Num terceiro momento, o bebê percebe que sua satisfação não é plena porque o cuidador tem
outros afazeres, tem outros interesses e que a mãe tem o olhar também dirigido para outra
direção: seja o trabalho, seja o marido, seja os outros filhos... De fato o mundo não existe
apenas para servi-lo. E o bebê compreende a presença deste terceiro elemento, deste Outro.
Neste momento percebe que ele, bebê, é um ser inteiro, descolado da mãe, descolado dos
objetos. Ele é um sujeito, mas que existem outros sujeitos no mundo: a mãe, o pai, os outros.

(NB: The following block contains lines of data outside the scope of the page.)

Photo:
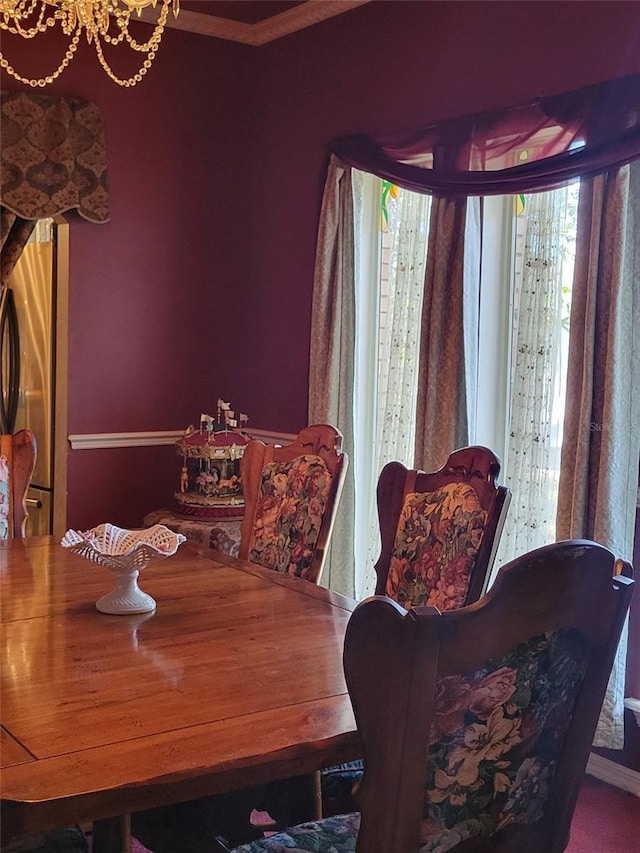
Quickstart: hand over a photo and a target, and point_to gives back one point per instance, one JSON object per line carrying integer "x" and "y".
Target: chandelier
{"x": 103, "y": 22}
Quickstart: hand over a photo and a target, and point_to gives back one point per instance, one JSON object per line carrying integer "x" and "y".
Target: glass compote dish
{"x": 125, "y": 553}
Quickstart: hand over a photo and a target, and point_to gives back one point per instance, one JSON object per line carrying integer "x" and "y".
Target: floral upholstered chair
{"x": 439, "y": 534}
{"x": 477, "y": 723}
{"x": 291, "y": 497}
{"x": 17, "y": 460}
{"x": 440, "y": 530}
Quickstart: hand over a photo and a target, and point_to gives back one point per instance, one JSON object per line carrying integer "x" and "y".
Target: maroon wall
{"x": 200, "y": 286}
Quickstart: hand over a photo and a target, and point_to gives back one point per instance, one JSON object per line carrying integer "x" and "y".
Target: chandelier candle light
{"x": 103, "y": 22}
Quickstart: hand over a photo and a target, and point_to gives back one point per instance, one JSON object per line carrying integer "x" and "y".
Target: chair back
{"x": 477, "y": 723}
{"x": 440, "y": 531}
{"x": 291, "y": 496}
{"x": 17, "y": 461}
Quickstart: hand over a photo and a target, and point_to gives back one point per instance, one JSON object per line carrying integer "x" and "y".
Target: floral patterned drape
{"x": 53, "y": 156}
{"x": 14, "y": 233}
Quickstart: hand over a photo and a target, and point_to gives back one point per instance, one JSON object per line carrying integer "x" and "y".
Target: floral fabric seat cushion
{"x": 436, "y": 545}
{"x": 5, "y": 498}
{"x": 336, "y": 834}
{"x": 292, "y": 503}
{"x": 498, "y": 734}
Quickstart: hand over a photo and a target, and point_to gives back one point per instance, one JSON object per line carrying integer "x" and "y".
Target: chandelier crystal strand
{"x": 93, "y": 17}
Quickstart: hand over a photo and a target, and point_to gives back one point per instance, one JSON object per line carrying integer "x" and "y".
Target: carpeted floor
{"x": 606, "y": 820}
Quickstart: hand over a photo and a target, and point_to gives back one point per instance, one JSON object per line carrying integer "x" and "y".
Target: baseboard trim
{"x": 614, "y": 774}
{"x": 108, "y": 440}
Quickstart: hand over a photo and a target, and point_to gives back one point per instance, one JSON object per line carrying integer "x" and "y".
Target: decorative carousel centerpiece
{"x": 210, "y": 484}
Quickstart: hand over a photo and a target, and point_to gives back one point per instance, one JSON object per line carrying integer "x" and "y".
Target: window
{"x": 527, "y": 250}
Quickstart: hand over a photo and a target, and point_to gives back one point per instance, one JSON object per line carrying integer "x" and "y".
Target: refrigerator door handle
{"x": 10, "y": 368}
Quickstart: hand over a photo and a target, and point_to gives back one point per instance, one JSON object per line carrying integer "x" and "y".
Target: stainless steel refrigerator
{"x": 27, "y": 328}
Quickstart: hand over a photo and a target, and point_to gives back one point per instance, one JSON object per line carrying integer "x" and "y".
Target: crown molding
{"x": 262, "y": 32}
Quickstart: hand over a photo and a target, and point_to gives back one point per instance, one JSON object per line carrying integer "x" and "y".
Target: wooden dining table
{"x": 234, "y": 680}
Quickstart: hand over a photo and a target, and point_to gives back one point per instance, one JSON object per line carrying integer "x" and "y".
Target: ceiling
{"x": 253, "y": 22}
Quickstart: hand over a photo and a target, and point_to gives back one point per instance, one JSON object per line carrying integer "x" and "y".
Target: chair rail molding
{"x": 617, "y": 775}
{"x": 155, "y": 438}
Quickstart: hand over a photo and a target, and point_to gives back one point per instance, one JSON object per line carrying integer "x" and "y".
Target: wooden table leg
{"x": 112, "y": 835}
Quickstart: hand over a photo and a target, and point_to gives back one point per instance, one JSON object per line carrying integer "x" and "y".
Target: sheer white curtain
{"x": 390, "y": 291}
{"x": 534, "y": 434}
{"x": 601, "y": 447}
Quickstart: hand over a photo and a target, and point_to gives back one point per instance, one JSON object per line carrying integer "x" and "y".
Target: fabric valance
{"x": 53, "y": 157}
{"x": 528, "y": 148}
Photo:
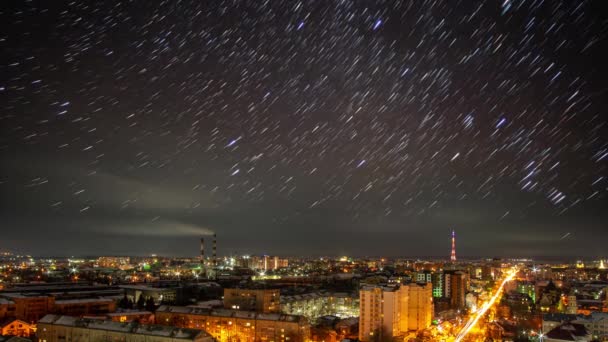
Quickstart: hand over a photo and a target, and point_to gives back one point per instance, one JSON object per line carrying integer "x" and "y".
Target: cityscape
{"x": 303, "y": 171}
{"x": 271, "y": 298}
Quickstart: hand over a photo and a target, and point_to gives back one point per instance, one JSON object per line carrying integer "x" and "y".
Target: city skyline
{"x": 304, "y": 128}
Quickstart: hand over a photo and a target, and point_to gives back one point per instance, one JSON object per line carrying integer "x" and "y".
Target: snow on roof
{"x": 229, "y": 313}
{"x": 133, "y": 328}
{"x": 6, "y": 302}
{"x": 83, "y": 300}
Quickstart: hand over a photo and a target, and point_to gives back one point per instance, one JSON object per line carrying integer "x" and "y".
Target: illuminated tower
{"x": 453, "y": 256}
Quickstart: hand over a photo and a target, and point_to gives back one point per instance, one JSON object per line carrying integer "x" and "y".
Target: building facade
{"x": 55, "y": 328}
{"x": 236, "y": 325}
{"x": 387, "y": 312}
{"x": 266, "y": 300}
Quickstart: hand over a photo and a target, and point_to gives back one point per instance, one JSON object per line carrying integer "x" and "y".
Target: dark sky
{"x": 304, "y": 127}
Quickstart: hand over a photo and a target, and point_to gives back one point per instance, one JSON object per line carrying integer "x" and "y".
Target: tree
{"x": 124, "y": 302}
{"x": 150, "y": 306}
{"x": 141, "y": 302}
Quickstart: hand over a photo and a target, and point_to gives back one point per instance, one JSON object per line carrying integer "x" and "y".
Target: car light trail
{"x": 484, "y": 308}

Neste momento o grande desejo do bebê é ser amado pelo outro e para isso investe em
formas de agradá-lo numa tentativa de resgatar a fase do narcisismo secundário em que ele
era “a majestade o bebê”, o centro das atenções do outro. nEsta é a fase edípica do
desenvolvimento psíquico. O sujeito vivencia dualidades de afeto, amor e ódio, e pode amar ou
odiar o outro, como a si mesmo.
Acontece que esse processo psíquico vai se desenrolar por toda a vida do sujeito, podendo
fixar-se em determinada fase e constituir-se então, como característica de personalidade e
comportamento.
Estes indivíduos são muitas vezes confundidos com indivíduos que utilizam do narcisismo
como mecanismo de defesa. Estes segundos, de certa forma superaram o narcisismo primário
e secundário, vivenciaram a fase edípica, mas, por dependerem demasiadamente do amor do
outro, tornam-se objeto desse amor, e assim, buscam em si todas as formas para agradar o
outro. Procura seduzir o outro para ter poder e controle sobre ele. Também são devoradores
contumazes do consumismo estético, se esforçam por aproximar a sua realidade do que
pensam ser o ideal. Vivem a vida para atender esse objetivo, mas nunca se sentem
plenamente satisfeitos. O outro sempre desvia o olhar para outros objetos, o que torna esse
indivíduo vacilante, inseguro e, muitas vezes, mentiroso. É necessário que lhe assegurem o
lugar de amado a qualquer preço e nesse sentido, vale a falsa-superioridade, a falta de
escrúpulo, burlar a lei e os valores para ganhar a competição. Neste caso, não amam, mas
ama que lhe amem. São pessoas que seduzem por seduzir, fazem sexo por performance, não
por prazer, desejam ter o controle total sobre o outro. Sofrem apenas quando, a duras penas,
deparam com a queda da juventude, da beleza, da posição social e do destaque. Na maior
parte do tempo negam a realidade, utilizando o narcisismo como mecanismo de defesa,
patologicamente.
Em, o Retrato de Dorian Gray, Oscar Wilde, aponta que a sociedade narcísica não é exclusiva
dos nossos tempos: o consumo, a primazia da estética sobre a ética, a vaidade, o
exibicionismo, a popularidade, o “vale tudo” e a superficialidade existiam muito antes do século
passado em que foi escrito o livro, e, ao mesmo tempo mostra que os narcisistas estão
perfeitamente adaptados a ela.
Assim, a valorização do corpo, da juventude, da sofisticação, do status e do poder engendram
as pessoas num circuito narcísico. Resta ao sujeito não se embrenhar nessa malha, buscando
não sucumbir aos ditames econômicos, científicos, sociais. Aprender a deparar com o
sofrimento, com a velhice e a morte. Não se auto-enganar. Desmentir essa sociedade que,
através da ciência e da tecnologia promete o crescimento econômico ilimitado, a juventude
assegurada, a supremacia do cognitivo sobre a emoção, a felicidade desmedida e a
possibilidade da imortalidade.
É preciso valorizar a família, o respeito pela autoridade, estabelecer princípios sólidos e reais.